Tuesday, June 7, 2011

3 p.m.

So, I mentioned that I was working on my Motion to Compel Discovery (again...whatever that means). As of 3 p.m. today I had put about seven days and fifteen hours into an eight-page paper that is only worth 5% of my grade. Many of my classmates claim that they were not putting a lot of effort into it because it was only worth 5%. I don't believe them. These are the same people who "just don't want to be lumped into the middle of the class" with the rest of us commoners. So today I was feeling pretty good: I had the motion written. The only thing left to do was to revise. So at 3 p.m. today, I thought: This might be the boost in my grade I needed since all of the other 10 percenters were slacking on this particular paper. Uh...WRONG.

At approximately 3 p.m. today I just happened to re-read the instructions: Eight page limit. Check. One-inch margins. Got it. Double-spaced. Duh. Times New Roman. I hate Arial. Check. Check. And ...Check. Write in favor of the Defendant. Defendant? Defendant???? DEFENDANT??? Holy....freaking...crap!
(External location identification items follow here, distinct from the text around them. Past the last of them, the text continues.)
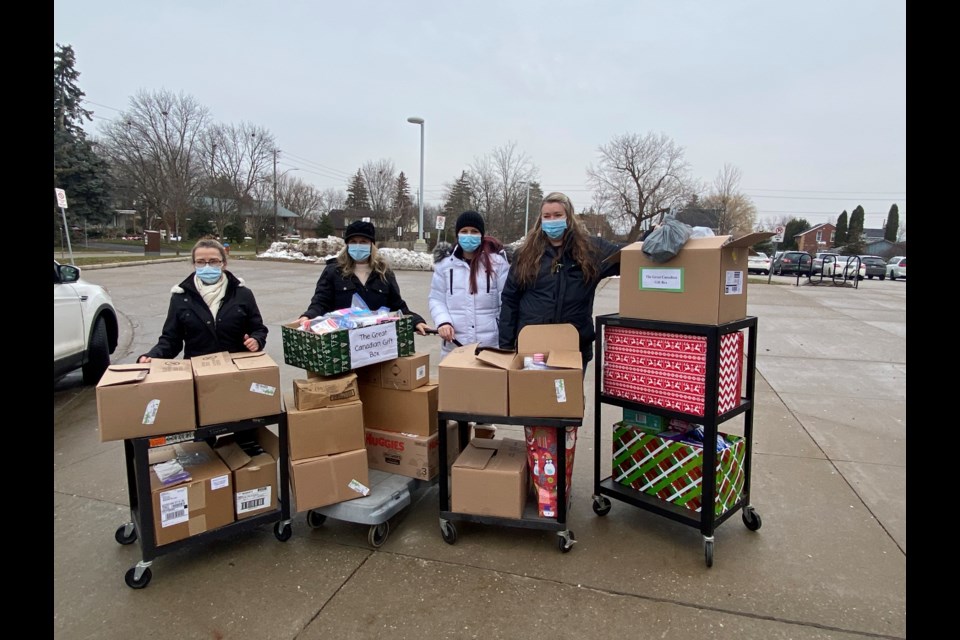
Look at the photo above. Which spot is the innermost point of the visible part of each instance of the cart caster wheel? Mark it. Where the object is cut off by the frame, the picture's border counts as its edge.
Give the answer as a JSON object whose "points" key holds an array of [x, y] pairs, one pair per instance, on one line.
{"points": [[751, 519], [601, 506], [449, 532], [378, 534], [282, 531], [137, 584], [315, 519], [126, 534]]}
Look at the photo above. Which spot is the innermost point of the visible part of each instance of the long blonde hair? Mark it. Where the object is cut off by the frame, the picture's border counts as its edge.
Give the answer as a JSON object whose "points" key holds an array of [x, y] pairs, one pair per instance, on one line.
{"points": [[347, 264], [576, 243]]}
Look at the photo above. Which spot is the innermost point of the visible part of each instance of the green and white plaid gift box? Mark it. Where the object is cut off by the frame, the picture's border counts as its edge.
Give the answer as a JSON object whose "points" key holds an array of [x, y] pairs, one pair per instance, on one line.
{"points": [[329, 354], [673, 471]]}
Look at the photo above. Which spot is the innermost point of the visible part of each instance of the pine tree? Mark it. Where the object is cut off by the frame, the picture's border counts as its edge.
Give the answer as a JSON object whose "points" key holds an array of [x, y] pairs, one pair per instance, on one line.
{"points": [[357, 196], [840, 236], [77, 168], [892, 225]]}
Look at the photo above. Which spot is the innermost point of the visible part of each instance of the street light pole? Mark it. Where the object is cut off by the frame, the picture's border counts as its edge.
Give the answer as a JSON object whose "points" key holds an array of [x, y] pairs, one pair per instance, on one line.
{"points": [[419, 245]]}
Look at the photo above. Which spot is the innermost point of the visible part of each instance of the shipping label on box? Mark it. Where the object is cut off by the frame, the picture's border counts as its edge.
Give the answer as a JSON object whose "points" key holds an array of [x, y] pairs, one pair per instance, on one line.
{"points": [[340, 351], [236, 386], [705, 283], [673, 471], [317, 393], [669, 370], [153, 398]]}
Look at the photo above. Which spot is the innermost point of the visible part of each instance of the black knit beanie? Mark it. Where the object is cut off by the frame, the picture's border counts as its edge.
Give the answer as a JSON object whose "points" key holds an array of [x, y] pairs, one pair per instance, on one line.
{"points": [[471, 219], [362, 229]]}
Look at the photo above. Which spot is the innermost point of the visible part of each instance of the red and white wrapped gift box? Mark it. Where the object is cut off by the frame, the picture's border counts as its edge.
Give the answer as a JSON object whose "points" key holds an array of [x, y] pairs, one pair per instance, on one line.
{"points": [[669, 370]]}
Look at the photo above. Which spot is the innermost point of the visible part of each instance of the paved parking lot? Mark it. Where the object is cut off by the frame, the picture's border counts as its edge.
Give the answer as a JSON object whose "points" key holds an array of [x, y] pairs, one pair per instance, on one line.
{"points": [[829, 480]]}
I had just spent seven days and fifteen hours researching cases and writing in support of the Plaintiff.

My heart dropped. I cried. I think I yelled at Jackson. I panicked. Ten minutes later I finally took a deep breath. The paper was due at 6 p.m. sharp; no exceptions. I furiously began writing and revising. My whole argument was wrong! The only thing that kept me from completely flipping out was the 5% price tag attached to the paper, but I still flipped out because I needed that 5%. This was my chance to get over on Sally (FLASHBACK: Sally was my fictional character in my pre-Atmospheric Science classes ...definitely an engineering student...that always set the curve), but once again Sally still had the edge.
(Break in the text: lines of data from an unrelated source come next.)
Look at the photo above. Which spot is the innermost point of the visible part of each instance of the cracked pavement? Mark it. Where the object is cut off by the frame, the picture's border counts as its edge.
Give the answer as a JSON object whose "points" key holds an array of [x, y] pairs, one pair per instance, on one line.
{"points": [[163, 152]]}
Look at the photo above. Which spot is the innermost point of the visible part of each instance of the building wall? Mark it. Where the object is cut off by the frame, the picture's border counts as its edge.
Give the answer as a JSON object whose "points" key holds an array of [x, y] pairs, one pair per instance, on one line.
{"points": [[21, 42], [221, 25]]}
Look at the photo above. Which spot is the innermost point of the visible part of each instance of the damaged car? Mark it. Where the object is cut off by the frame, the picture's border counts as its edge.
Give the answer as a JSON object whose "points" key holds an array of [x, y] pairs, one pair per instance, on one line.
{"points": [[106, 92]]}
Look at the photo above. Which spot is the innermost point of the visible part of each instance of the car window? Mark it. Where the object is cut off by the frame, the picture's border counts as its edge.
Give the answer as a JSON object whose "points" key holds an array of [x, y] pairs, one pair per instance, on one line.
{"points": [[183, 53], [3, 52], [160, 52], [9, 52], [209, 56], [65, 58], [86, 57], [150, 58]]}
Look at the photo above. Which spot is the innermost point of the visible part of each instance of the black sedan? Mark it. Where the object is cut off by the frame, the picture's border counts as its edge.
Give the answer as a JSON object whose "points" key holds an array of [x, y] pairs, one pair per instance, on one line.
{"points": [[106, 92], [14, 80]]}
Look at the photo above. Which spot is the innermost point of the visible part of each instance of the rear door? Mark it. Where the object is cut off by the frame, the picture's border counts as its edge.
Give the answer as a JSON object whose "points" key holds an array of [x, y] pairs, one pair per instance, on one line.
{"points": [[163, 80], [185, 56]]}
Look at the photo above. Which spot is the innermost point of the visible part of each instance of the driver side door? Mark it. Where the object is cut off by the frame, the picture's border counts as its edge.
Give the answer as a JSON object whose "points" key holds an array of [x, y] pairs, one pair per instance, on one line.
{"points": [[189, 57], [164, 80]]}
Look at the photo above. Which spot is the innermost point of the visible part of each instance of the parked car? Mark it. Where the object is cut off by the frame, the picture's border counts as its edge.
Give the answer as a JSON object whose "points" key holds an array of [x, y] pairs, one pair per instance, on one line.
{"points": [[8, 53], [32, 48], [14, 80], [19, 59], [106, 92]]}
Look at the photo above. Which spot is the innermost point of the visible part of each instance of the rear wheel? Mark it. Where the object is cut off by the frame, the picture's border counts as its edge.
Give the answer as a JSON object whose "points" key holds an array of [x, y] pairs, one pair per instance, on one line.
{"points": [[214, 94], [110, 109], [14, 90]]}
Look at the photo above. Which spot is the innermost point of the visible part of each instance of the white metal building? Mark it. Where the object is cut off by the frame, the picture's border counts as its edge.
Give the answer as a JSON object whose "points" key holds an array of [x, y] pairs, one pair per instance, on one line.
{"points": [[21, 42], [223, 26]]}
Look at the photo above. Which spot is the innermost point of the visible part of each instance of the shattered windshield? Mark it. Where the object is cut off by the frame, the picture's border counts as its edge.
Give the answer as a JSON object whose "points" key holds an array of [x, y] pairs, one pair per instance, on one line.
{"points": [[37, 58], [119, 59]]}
I won't write about my two hours of furiously writing and changing "can" to "cannot" and "does" to "does not" to satisfy my argument in favor of the Defendant. In the end, I covered my mistake with a band-aid: It won't cover the whole injury. It will eventually come off. When you pull it off it hurts. And when the injury still exists, which inevitably it will because a band-aid is not a cast, you still have a cut.

Law school is an EXPERIENCE. Just when you think, "I'm smart." "I GOT this." Law school is there to tell you: "No" and "No...you don't."